デジタル市場での顧客獲得単価が高騰し続けるいま、真に差別化を生むのは「ブランドと顧客との絆」です。ハーバード・ビジネス・レビューの調査によると、ブランドと感情的に結びついた顧客は、単に満足している顧客に比べ、LTV(顧客生涯価値)が52%高いと報告されています。

彼らは購入頻度が高く、価格弾力性が小さく、さらに自発的な推奨行動によって新規顧客を呼び込むため、企業の収益基盤を長期にわたり厚くしてくれる存在です。

この数字が示すとおり、ブランド価値の向上はLTV最大化と表裏一体。しかし、ブランディングは「長期投資」と見なされ、短期KPIと切り離されがちなのも事実です。

本記事では、そんなブランディングとLTVに関する各種調査や、ブランディング施策によりLTVを向上させたSaaS、金融、EC企業の事例を紹介しながら、ブランディング施策のLTVへの影響を定量的・定性的に解説します。貴社のブランド戦略を「費用」ではなく長期収益を生む資産へと昇華させるヒントを、ぜひ本記事で掴んでください。

LTVとは

LTV(顧客生涯価値)とは、一顧客の生涯を通しての収益のことです。企業の収益性を測る重要な指標として、さまざまな領域で活用されています。LTVはブランディング施策との関わりも強く、ブランド力が向上するほどLTVも向上します。

LTVの一般的な定義


“LTV(エルティーブイ)Life Time Value(ライフ・タイム・バリュー)の略。1人の顧客が取引を開始してから終了するまでの間にもたらす利益のこと。”                (引用:インターネット広告基礎用語集(JIAA)

上記の顧客とは、一企業、一個人、一家族など商材によって単位が異なります。取引が開始してから終了する期間も商材によって差はありますが、BtoCであれBtoBであれ一年単位というよりも数年、10年単位の長期間なことが一般的です。

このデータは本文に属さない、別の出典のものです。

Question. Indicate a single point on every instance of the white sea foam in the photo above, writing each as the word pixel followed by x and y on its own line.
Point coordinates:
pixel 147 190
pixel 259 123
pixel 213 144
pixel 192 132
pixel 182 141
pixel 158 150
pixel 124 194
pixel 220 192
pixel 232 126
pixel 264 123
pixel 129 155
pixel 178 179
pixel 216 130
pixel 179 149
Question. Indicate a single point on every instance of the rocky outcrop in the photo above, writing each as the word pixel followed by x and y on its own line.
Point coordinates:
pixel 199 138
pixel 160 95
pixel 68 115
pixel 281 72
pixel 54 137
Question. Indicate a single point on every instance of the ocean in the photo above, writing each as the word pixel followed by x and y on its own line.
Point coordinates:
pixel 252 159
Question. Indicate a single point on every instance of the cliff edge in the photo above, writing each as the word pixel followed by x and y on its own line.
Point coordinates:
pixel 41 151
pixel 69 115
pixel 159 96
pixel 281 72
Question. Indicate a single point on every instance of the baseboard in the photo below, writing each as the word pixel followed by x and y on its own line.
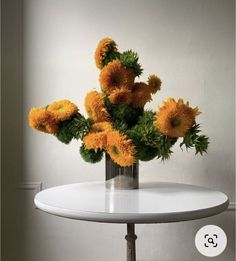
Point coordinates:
pixel 36 186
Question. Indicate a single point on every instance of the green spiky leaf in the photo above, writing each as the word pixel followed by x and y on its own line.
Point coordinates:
pixel 91 156
pixel 80 126
pixel 193 139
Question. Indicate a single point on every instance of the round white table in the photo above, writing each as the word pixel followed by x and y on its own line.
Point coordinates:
pixel 151 203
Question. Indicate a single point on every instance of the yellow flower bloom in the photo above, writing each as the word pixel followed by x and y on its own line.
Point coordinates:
pixel 105 45
pixel 62 110
pixel 97 136
pixel 116 76
pixel 174 119
pixel 42 120
pixel 141 94
pixel 119 96
pixel 95 107
pixel 120 149
pixel 154 83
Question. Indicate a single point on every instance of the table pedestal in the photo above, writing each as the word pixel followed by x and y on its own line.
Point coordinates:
pixel 131 237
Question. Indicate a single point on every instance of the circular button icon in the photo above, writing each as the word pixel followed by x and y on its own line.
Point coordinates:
pixel 210 240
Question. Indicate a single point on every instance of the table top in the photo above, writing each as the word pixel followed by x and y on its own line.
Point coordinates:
pixel 155 202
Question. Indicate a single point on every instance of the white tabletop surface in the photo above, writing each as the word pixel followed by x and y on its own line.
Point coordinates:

LTVは長い目で顧客の収益をとらえる指標といえます。。

※詳細は「LTV(顧客生涯価値)とは?言葉の定義や意味、計算方法や向上施策についてわかりやすく解説」をご覧ください。

LTVの計算式

LTVのもっとも汎用的でシンプルな計算式は以下です。どのような業界であっても以下の3つのデータが入手できればLTVを算出できます。

  • LTV = 平均購入金額× 購入頻度 × 顧客継続期間

LTVの計算式はビジネスモデルによって多様であり、少なくとも10数種類以上は存在します。たとえば毎月定額サービスを購入するSaaSなら、以下の計算式を活用します。

  •  LTV = 平均顧客単価(ARPU) × 平均顧客寿命(ACL)    

計算式の中には概算で算出するための式もあれば、コストや解約率まで含めて精緻に計算する式もあるので、目的に応じて使い分けましょう。

※より詳しく知りたい方は「LTVの計算方法とは?算出する目的や具体的な求め方について具体例を交えて解説」をご覧ください。

なぜブランディング×LTVなのか

LTVの基本計算式を見てわかるように、LTVの構成要素は「購買単価」「購買頻度」「継続期間」の大きく分けて3つあります。そして、そのいずれにも強く作用するのがブランド力です。

まず、顧客はブランドへの信頼があれば、多少高価であっても商品を購入する傾向があり、結果として購買単価が上昇します。また、リピート発注や関連商品の購入などにより、購入頻度も高くなるでしょう。解約せずに長く利用する傾向があるため、継続利用期間も長くなります。

このように、ブランディングはLTVを構成する主な3要素にポジティブな影響を与えるため、ブランディング施策=LTV向上施策ともいえます。

ブランド価値がLTVを向上させるメカニズム

より具体的にメカニズムを解説すると、ブランディング施策に力を入れると顧客体験が向上し、顧客のブランドへのエンゲージメントが向上し、その結果LTVが向上します。

前述のように、ブランドに思い入れや愛着を感じている顧客は商品の価格にあまり頓着しません。アップセルや追加購入にも積極的です。他社商品へ乗り換えるケースも少なく、長期的に取引が続くからです。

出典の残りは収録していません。